Wednesday, July 10, 2013
Sixteen weeks now since N left us. Life is definitely moving on without him. We have been back in the world now, gradually, longer than we were mourning at home (that first intense month of shock). Normal activities are starting to feel more normal, though we are still fragile and scarred inside, still stunned by the power of grief.
I read that mothers may experience the death of a child as a mutilation of their own body, as physical as pregnancy and birth. Even mothers who did not bear their children are intimately physically bound to them. Expectant parents count off the weeks during pregnancy or infancy with anticipation, marking each new beginning. Mourning parents count down the weeks, dreading each new ending that takes us further away from our child.

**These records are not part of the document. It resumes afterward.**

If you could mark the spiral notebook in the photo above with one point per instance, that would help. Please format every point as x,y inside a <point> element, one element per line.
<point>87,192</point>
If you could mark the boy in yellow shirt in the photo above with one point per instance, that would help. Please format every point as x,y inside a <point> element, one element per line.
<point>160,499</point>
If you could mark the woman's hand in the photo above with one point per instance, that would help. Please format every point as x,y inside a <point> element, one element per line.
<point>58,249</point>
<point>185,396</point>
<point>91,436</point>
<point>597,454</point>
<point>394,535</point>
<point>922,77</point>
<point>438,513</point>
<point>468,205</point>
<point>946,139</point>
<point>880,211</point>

Slowly, as we sense the reality of our child’s passing, we are starting to let go. The memorial services, the clearing out of N’s room, the finishing of his scrapbook each close a chapter. The smell of his glossy hair, the sheen of his wide green eyes, his loping gait—all are beginning to recede. The living child, the horrifically dead child--both are drifting away. Time is starting to turn N’s life, with all its beauty and messiness and suffering, into memory.

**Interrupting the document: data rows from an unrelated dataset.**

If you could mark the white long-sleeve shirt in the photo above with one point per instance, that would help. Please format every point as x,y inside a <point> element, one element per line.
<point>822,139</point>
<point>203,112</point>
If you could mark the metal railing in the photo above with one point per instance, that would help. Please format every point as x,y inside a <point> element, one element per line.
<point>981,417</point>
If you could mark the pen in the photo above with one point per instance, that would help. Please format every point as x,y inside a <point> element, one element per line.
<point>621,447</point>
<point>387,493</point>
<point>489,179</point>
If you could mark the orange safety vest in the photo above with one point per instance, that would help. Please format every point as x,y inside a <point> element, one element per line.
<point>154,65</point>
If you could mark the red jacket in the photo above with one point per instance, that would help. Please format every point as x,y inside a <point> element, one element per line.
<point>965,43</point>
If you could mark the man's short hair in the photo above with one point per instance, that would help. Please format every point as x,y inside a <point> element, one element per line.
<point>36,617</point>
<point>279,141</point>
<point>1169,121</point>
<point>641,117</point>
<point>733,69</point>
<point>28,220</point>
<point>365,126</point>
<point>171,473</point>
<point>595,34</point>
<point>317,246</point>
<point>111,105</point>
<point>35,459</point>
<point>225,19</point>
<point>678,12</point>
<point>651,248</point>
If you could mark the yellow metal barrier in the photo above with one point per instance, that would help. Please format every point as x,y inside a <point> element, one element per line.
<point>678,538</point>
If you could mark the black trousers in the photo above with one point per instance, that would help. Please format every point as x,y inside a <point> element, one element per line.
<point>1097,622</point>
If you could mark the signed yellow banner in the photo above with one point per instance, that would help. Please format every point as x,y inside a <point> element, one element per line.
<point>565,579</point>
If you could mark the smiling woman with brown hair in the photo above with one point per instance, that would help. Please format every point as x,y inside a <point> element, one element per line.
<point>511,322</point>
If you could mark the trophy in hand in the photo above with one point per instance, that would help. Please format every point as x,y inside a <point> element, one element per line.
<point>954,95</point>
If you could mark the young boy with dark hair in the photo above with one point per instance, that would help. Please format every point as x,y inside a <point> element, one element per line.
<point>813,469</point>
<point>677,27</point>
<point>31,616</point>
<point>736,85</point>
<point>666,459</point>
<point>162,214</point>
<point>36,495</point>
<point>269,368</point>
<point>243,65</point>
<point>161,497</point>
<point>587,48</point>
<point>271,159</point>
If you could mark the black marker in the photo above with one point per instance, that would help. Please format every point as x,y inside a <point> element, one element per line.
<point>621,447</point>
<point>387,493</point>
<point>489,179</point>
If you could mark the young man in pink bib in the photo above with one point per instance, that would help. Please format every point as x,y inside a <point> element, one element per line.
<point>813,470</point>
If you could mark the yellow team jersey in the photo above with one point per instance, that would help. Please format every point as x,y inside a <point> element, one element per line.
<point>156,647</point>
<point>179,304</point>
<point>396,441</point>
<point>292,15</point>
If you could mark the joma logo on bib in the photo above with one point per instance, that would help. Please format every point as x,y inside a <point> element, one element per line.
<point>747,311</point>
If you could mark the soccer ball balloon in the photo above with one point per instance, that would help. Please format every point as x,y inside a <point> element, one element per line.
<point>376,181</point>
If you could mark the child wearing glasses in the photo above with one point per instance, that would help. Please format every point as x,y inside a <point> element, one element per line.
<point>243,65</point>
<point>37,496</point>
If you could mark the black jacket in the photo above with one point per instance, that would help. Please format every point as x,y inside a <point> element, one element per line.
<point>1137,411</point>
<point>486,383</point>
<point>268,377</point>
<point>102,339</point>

Expectant parents feel, with each week, the miraculous growth of love and family; mourning parents, on a reverse journey that was never meant to be, feel the pain of each small goodbye, each realization that our child is really gone. Saying goodbye to the joys that might have been, had our child given himself a chance to heal and grow into adulthood. Goodbye to our beloved boy, goodbye to what we knew as family. Ahead is unknown territory, how we will reconstruct our lives.